19. She Paid The Price
I mistakenly charged a customer twice on their American Express Card. Instead of $6,000 it was $12,000. They were having a company Christmas party that night and were going to charge it on that card, but now they couldn't. When I tried to rectify it, I ended up deleting the entire $12,000. But it wouldn't show up on their account for a few days.
This caused my boss to bounce numerous checks, costing her several hundreds of dollars in fees. Not one of my best moments.
20. They Don’t Pay Me Enough For This
I worked at Starbucks, and we made our own whipped cream for the drinks. My coworker, notorious for leaving the place a hot mess, didn't put the rubber gasket for the CO2 cartridge in the whipped cream dispenser. Then he tried to take it apart. I was making a drink for a customer and hear a "PSHHHHHHH".
I turn around to find everything behind the counter was suddenly white, including my black clothes. He just stood there and said "oops," and didn't clean anything. He just left it. I just took my apron off and left for break without saying anything.
21. Thanks For Nothing!
A few weeks ago, another graduate student walked into our shared lab space and unplugged a freezer because "it was making a noise". The battery alarm was beeping. This was a -80 degree Celsius freezer full of several decades worth of cells, including included stable, transformed lines; rare cancer lines, and stem. It also contained purified enzymes, antibodies, and a host of other things. My professor estimates the loss at around $2 million. This is preventing some people in my lab from graduating with their PhDs on time.
22. Poor Guy
I'm going to burn for this, but, when I was 16, I worked at Sears Portrait studio. An old man came in for photos for a dating service. He seemed super nervous but was dressed to the nines, in a wonderful old-fashioned suit and tie. He said he had rosacea, and his face was pretty red and blotchy, so he wanted to make sure we used the glossy lens to help cover it up a bit. Otherwise, he didn't think he'd have any luck.
I took his photos, and was getting everything set up. Then I noticed that I had forgotten to apply the glossy lens and his rosacea blotches were very, very visible. I panicked, because my boss was terrible, so if I had to redo the entire shoot, it'd really be bad. I didn't know what to do. I went to another coworker and explained what happened, and they said not to mention it to him, but try to sell them as they were.

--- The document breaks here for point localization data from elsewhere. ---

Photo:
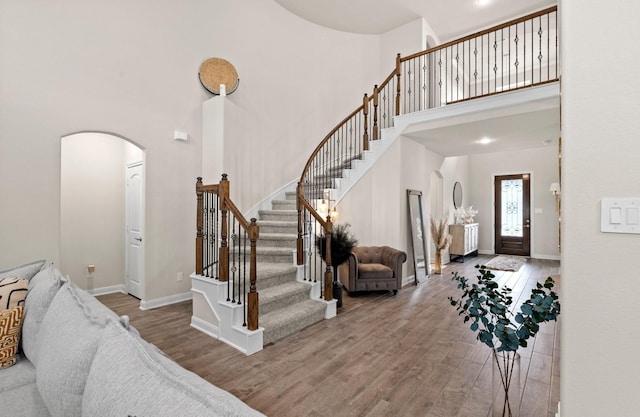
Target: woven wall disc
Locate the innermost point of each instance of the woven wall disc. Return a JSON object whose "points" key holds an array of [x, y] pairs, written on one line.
{"points": [[216, 71]]}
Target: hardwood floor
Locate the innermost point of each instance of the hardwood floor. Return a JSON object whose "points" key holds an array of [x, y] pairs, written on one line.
{"points": [[383, 355]]}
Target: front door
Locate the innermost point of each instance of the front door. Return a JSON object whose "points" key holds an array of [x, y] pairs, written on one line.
{"points": [[134, 219], [512, 215]]}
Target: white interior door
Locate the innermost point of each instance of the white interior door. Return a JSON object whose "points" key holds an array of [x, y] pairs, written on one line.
{"points": [[135, 223]]}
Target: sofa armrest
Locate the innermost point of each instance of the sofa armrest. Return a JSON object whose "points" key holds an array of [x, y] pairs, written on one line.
{"points": [[394, 258]]}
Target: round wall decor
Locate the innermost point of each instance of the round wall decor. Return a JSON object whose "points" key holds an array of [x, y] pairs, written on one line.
{"points": [[216, 71]]}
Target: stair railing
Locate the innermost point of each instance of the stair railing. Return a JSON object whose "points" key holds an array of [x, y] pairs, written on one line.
{"points": [[517, 54], [222, 237]]}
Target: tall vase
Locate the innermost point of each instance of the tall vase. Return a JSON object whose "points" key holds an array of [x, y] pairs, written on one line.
{"points": [[506, 384]]}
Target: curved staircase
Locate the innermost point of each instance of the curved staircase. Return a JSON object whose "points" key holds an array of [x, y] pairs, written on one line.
{"points": [[287, 304]]}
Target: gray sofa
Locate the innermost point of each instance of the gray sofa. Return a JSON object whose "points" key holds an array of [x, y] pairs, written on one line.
{"points": [[79, 358]]}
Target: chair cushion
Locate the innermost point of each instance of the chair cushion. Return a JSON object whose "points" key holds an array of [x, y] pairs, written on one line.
{"points": [[22, 373], [23, 401], [26, 271], [42, 288], [13, 291], [374, 271], [128, 373], [68, 340]]}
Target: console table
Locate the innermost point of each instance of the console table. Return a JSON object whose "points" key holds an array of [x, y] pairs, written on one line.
{"points": [[464, 240]]}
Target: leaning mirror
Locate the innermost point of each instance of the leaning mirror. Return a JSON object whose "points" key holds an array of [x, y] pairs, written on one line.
{"points": [[457, 195], [418, 235]]}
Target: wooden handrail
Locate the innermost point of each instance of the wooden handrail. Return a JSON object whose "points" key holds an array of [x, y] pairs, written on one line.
{"points": [[442, 90], [482, 33]]}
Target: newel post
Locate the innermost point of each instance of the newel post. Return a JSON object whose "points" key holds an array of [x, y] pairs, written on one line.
{"points": [[328, 273], [300, 241], [398, 67], [223, 192], [365, 110], [375, 112], [252, 307], [199, 225]]}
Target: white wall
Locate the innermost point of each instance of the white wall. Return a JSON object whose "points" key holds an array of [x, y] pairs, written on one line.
{"points": [[600, 158], [92, 207], [542, 163], [376, 207], [455, 169], [130, 68]]}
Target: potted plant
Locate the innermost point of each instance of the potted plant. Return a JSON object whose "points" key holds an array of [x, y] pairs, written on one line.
{"points": [[342, 243], [488, 307], [441, 239]]}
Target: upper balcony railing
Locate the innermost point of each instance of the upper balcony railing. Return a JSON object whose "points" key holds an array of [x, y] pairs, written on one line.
{"points": [[517, 54]]}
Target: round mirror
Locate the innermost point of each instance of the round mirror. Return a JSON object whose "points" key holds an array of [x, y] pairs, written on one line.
{"points": [[457, 195]]}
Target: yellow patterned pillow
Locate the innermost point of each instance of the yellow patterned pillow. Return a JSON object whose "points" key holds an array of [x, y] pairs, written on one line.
{"points": [[10, 325], [13, 292]]}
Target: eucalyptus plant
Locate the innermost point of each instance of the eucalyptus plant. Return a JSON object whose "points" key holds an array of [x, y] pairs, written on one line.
{"points": [[489, 308]]}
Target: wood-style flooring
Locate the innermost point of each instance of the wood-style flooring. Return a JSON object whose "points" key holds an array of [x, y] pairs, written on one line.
{"points": [[383, 355]]}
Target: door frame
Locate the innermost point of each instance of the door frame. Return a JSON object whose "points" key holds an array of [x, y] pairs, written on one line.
{"points": [[142, 227], [531, 206]]}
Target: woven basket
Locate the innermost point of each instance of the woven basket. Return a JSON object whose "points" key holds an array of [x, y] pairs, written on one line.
{"points": [[216, 71]]}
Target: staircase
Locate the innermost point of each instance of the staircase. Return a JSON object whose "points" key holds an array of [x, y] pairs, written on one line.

He probably wouldn't ask about it, right? It was the very first thing he asked about. Then, in a moment of terrible, self-preservation fueled teenaged callousness, I told him that I HAD used the glossy lens, and that it was the best that could be done. I'll never forget his face, then. He looked so sad. He bought one photo and left. I still almost cry about it.
23. The Secret Ingredient
Normally cinnamon and sugar are mixed together to make cinnamon sugar which goes in apple scrolls and coffee scrolls and on cinnamon donuts. This silly human mixed salt and cinnamon together. It all got put out the front and people were buying it and coming back very angry!
24. Are You Mocking Me?
I was the new girl working as a receptionist at a large computer wholesale and networking firm. The sales manager approached me and asked me to make a page over the PA "that the Sares Meeting is beginning". I repeated it back to him, double-checking that I was pronouncing it correctly, because I apparently was not. He said, "No, no. Not Sares, Saaaaaaarrrres".
No problem, I got this. I pick up the phone and make the announcement "The Saaaaaaaarrrrees meeting is now beginning in the conference room, the Saaaaaaaarrrrreees meeting is now beginning". Before I could hang up the phone, a roar of laughter erupted throughout the whole office. The look on the poor sales manager's face is one I'll never forget.
The poor guy had a speech impediment. His Ls came out as Rs…SALES MEETING, not Saaaaaaaarrrreees meeting. I felt so bad, but man, it was funny and helped break the ice with my co-workers.
25. Why Is It Spicy?
I work at a zoo and we have some pretty dangerous animals—lions, a tiger, grizzlies, etc. So every single employee has to carry a can of super strength bear mace. You can't just go buy it at a self-defense store. This stuff is made to stop any raging animal in its tracks, so it can cause skin irritation and even nausea without even touching you.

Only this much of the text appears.